4- Le texte du Déluge annonce
la bonté de Dieu, sa fidélité à toute épreuve résumée en quelque sorte par un
« plus jamais çà ! » Désormais les humains seront responsables
des dérèglements de la terre, moi plus jamais je ne frapperai les
humains ! Dieu n’est plus le Dieu de la colère ou de la vengeance mais
déjà le Dieu de l’amour qui dure malgré tout. Mais en même temps le vieux
texte du Déluge et de Noé annonce l’intelligence de l’homme et la piété ou la
foi qui se met en marche.
A l’obéissance, la soumission de Noé aux
injonctions de Dieu et à ses ordres, voici qu’apparaît son intelligence. Comme
pour nous dire : n’attends pas que Dieu te parle : agis, invente,
fais valoir de ce que tu as reçu !
Noé
invente le baromètre ou mieux encore, la mesure ; à la démesure de Dieu ou
de la nature, voici l’invention de la mesure ; Noé discerne et détermine
l’instrument de mesure. Pour savoir si ça monte ou si ça baisse, il essaie, il
envoie, et il sait ; oui un savoir se met en route plus besoin d’attendre
les décisions divines on peut désormais piloter et se piloter dans la vie dans
l’existence. Oui l’humanité peut grâce à son savoir ses connaissances ses
expériences faire face à tout ce qui peut arriver.
Ce
texte est un encouragement à la faculté d’entreprendre et de se conduire dans
la vie lorsque nous est donné la responsabilité des autres humains. C’est un
texte d’espérance et de reconnaissance. L’espérance intelligente et créative
d’abord : « Noé tendit la main et voici qu’elle avait au bec un frais
rameau d’olivier et Noé sut ainsi que les eaux avaient baissé sur la
terre. » (8, 10-11) La piété, la
foi ensuite comme acte de reconnaissance tournée vers le créateur qui nous fait
co-créateur avec lui : « Noé éleva un
autel pour le Seigneur et il offrit des holocaustes sur l’autel » (8,
20)
5- L’association de
cette intelligence de Noé et de sa reconnaissance : c’est cela qui change
tout. Sa vie sûrement sa responsabilité est désormais sous le regard des autres
et de Dieu lui. Cela change Dieu aussi : il ne punira plus de façon générale
et absolue ; Dieu n’est plus celui qui fait pleuvoir sur les bons et
sécher et rôtir les moins bons ; il fera briller son soleil sur les justes
et les injustes dira aussi le NT. La création aussi est renouvelée,
recommencée, reprise et pour toujours ; d’autres étapes viendront la
compléter et lui donner un sens mais tout est là poser, pour que ça marche.
Comme
pour nous dire que l’intelligence seulement, les facultés humaines seules ne
sont pas suffisantes pour un monde une maison bien équipée. La piété seule, la
religion seule et dominante n’est pas souhaitable car elle maintien la créature de Dieu dans
une soumission infantile et peu créatrice. L’association de l’intelligence de
l’humain et sa faculté à dire merci à Dieu à lui être reconnaissant va
résolument tout changer : les humains - Dieu et le monde.
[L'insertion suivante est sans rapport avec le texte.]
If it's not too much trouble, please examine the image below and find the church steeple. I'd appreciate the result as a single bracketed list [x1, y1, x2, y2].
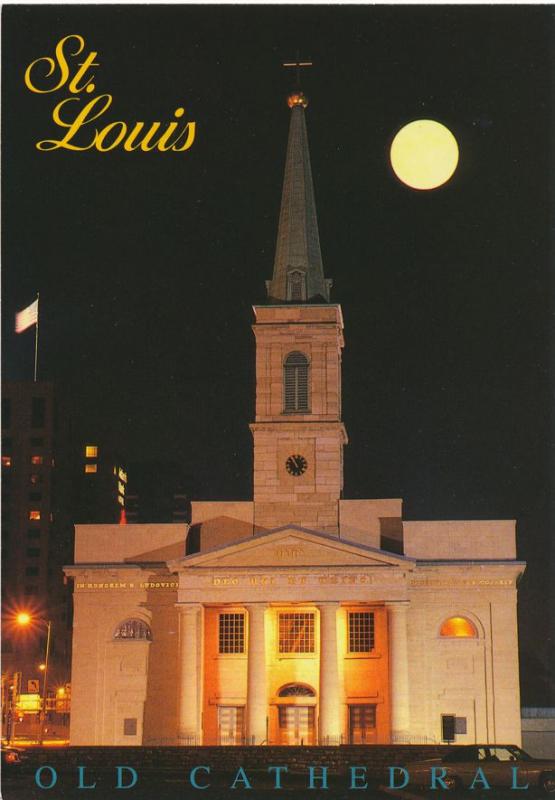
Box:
[266, 90, 332, 304]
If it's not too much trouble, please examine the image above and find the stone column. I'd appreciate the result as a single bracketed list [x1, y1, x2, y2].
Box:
[387, 601, 410, 742]
[318, 603, 343, 745]
[247, 603, 268, 744]
[177, 603, 202, 745]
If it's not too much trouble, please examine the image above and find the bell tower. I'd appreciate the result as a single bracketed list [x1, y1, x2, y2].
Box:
[250, 90, 347, 535]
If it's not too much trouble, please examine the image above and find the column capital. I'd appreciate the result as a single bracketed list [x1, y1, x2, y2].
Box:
[175, 603, 203, 614]
[385, 600, 411, 611]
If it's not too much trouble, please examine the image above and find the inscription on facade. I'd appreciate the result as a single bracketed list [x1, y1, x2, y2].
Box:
[75, 581, 179, 591]
[410, 578, 513, 587]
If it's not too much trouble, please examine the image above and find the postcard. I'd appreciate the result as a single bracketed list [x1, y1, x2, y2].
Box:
[2, 4, 555, 800]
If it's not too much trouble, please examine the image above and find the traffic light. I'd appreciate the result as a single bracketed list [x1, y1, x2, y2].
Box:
[12, 672, 21, 705]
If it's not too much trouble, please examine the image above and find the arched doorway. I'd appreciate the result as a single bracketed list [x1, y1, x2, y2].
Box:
[278, 683, 316, 745]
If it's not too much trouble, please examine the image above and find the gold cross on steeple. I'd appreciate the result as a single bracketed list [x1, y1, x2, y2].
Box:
[281, 51, 312, 88]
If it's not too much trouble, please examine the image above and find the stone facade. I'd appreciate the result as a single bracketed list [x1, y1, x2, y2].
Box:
[66, 93, 524, 746]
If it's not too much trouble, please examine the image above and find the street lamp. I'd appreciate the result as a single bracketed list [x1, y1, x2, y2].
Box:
[16, 611, 52, 745]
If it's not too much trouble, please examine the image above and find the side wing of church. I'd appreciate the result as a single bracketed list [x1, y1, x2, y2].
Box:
[66, 86, 524, 746]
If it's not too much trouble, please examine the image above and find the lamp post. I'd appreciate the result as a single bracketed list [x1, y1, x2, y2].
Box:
[17, 612, 52, 745]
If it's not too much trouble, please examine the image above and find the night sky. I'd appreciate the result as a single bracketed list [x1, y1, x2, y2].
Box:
[2, 5, 555, 705]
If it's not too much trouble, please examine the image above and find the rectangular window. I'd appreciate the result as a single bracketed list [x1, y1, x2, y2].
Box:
[123, 717, 137, 736]
[218, 706, 245, 746]
[2, 397, 12, 428]
[349, 703, 376, 744]
[279, 613, 314, 653]
[441, 714, 456, 742]
[349, 611, 374, 653]
[455, 717, 466, 734]
[218, 614, 245, 653]
[31, 397, 46, 428]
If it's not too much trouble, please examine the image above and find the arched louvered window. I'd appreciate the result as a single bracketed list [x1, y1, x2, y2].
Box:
[114, 619, 152, 642]
[439, 617, 478, 639]
[278, 683, 316, 697]
[283, 351, 309, 412]
[287, 269, 306, 303]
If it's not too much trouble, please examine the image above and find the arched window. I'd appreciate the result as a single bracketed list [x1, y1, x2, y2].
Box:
[283, 351, 308, 411]
[114, 619, 152, 642]
[439, 617, 478, 639]
[278, 683, 316, 697]
[287, 269, 306, 303]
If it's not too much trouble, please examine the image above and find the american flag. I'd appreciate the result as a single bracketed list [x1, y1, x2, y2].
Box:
[15, 297, 39, 333]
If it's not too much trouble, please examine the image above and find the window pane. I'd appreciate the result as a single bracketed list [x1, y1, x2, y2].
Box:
[283, 352, 308, 411]
[279, 614, 314, 653]
[31, 397, 46, 428]
[439, 617, 478, 639]
[123, 717, 137, 736]
[349, 611, 374, 653]
[219, 614, 245, 653]
[114, 619, 152, 641]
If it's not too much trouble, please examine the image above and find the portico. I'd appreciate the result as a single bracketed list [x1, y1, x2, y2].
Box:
[170, 526, 414, 744]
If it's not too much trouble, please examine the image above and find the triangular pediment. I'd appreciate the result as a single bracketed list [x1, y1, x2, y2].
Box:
[168, 525, 415, 570]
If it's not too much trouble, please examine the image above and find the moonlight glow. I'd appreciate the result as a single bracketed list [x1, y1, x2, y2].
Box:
[391, 119, 459, 189]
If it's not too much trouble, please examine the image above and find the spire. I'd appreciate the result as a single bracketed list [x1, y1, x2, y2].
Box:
[266, 90, 331, 304]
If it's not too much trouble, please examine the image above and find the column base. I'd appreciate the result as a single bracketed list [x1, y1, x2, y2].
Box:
[318, 733, 345, 747]
[177, 731, 202, 747]
[391, 730, 412, 744]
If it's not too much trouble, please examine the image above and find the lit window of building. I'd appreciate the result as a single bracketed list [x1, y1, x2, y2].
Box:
[219, 614, 245, 653]
[114, 619, 152, 641]
[439, 617, 478, 639]
[279, 613, 314, 653]
[349, 611, 374, 653]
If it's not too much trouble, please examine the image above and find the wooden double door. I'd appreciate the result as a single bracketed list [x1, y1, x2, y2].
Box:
[279, 705, 316, 745]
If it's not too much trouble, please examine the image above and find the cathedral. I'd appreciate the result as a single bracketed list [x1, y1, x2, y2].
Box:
[65, 91, 525, 746]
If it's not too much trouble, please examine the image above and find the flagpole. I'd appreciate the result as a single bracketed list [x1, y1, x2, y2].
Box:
[34, 292, 39, 383]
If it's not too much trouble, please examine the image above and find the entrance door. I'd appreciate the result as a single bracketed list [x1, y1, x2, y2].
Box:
[218, 706, 245, 745]
[279, 706, 314, 745]
[349, 703, 376, 744]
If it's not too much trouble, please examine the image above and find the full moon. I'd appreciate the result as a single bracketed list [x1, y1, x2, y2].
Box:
[390, 119, 459, 189]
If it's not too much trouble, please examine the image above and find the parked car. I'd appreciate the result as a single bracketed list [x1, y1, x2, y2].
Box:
[406, 744, 555, 793]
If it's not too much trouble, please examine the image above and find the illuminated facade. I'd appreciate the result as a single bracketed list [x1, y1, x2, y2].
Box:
[66, 93, 524, 745]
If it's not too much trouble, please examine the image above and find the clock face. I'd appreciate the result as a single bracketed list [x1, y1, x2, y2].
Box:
[285, 455, 308, 478]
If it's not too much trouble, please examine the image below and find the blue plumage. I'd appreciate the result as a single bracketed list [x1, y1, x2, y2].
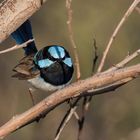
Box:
[11, 20, 74, 91]
[11, 20, 37, 55]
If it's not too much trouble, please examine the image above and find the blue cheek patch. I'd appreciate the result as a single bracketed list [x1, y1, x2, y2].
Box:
[48, 46, 65, 59]
[37, 59, 54, 68]
[63, 58, 72, 67]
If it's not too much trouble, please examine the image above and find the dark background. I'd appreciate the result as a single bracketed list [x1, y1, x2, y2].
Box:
[0, 0, 140, 140]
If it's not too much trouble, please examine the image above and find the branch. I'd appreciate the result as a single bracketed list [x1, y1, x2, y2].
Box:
[0, 64, 140, 138]
[0, 0, 47, 42]
[97, 0, 140, 72]
[66, 0, 81, 80]
[0, 39, 34, 54]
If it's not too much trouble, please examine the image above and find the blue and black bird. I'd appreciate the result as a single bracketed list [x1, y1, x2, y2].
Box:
[11, 20, 74, 91]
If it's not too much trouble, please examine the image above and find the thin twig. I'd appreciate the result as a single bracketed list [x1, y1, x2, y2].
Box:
[104, 49, 140, 72]
[66, 0, 81, 80]
[135, 6, 140, 14]
[0, 39, 34, 54]
[92, 39, 98, 73]
[97, 0, 140, 72]
[28, 88, 35, 106]
[54, 98, 80, 140]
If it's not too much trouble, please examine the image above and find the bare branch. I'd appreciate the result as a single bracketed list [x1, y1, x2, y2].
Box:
[66, 0, 81, 80]
[0, 0, 47, 43]
[0, 64, 140, 138]
[0, 39, 34, 54]
[97, 0, 140, 72]
[54, 98, 81, 140]
[105, 49, 140, 72]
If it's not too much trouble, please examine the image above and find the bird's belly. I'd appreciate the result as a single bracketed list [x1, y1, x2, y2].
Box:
[28, 76, 69, 92]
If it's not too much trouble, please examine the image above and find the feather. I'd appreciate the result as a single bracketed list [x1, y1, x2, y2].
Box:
[11, 20, 37, 55]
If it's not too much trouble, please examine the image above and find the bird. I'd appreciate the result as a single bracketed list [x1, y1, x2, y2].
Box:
[11, 19, 74, 91]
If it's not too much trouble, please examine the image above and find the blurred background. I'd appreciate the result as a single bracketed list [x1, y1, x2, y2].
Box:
[0, 0, 140, 140]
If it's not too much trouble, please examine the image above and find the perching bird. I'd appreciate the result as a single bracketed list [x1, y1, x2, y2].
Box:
[11, 20, 74, 91]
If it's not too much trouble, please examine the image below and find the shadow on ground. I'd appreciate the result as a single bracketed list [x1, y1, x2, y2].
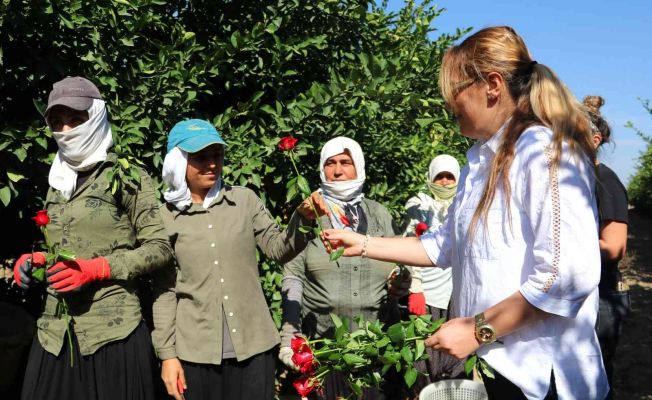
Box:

La terre, notre veille terre dépend aussi de nous, elle est promise à la bienveillance de Dieu. Il ne s’agit pas de tout garder en l’état mais d’entrer dans un processus de création et de re-création ou de création continuée qui passe par nous notre intelligence et notre foi mélangée pour toujours cela sera un signe que nous pouvons contrôler et même parfois faire reculer cette méchanceté qui gît au fond du cœur des hommes. Dieu est lucide pour nous et avec nous, Il nous invite – et c’est cela sa patience - à garder et sauvegarder sa création, il nous rend capable d’agir intelligemment d’espérer avec confiance et de croire avec amour.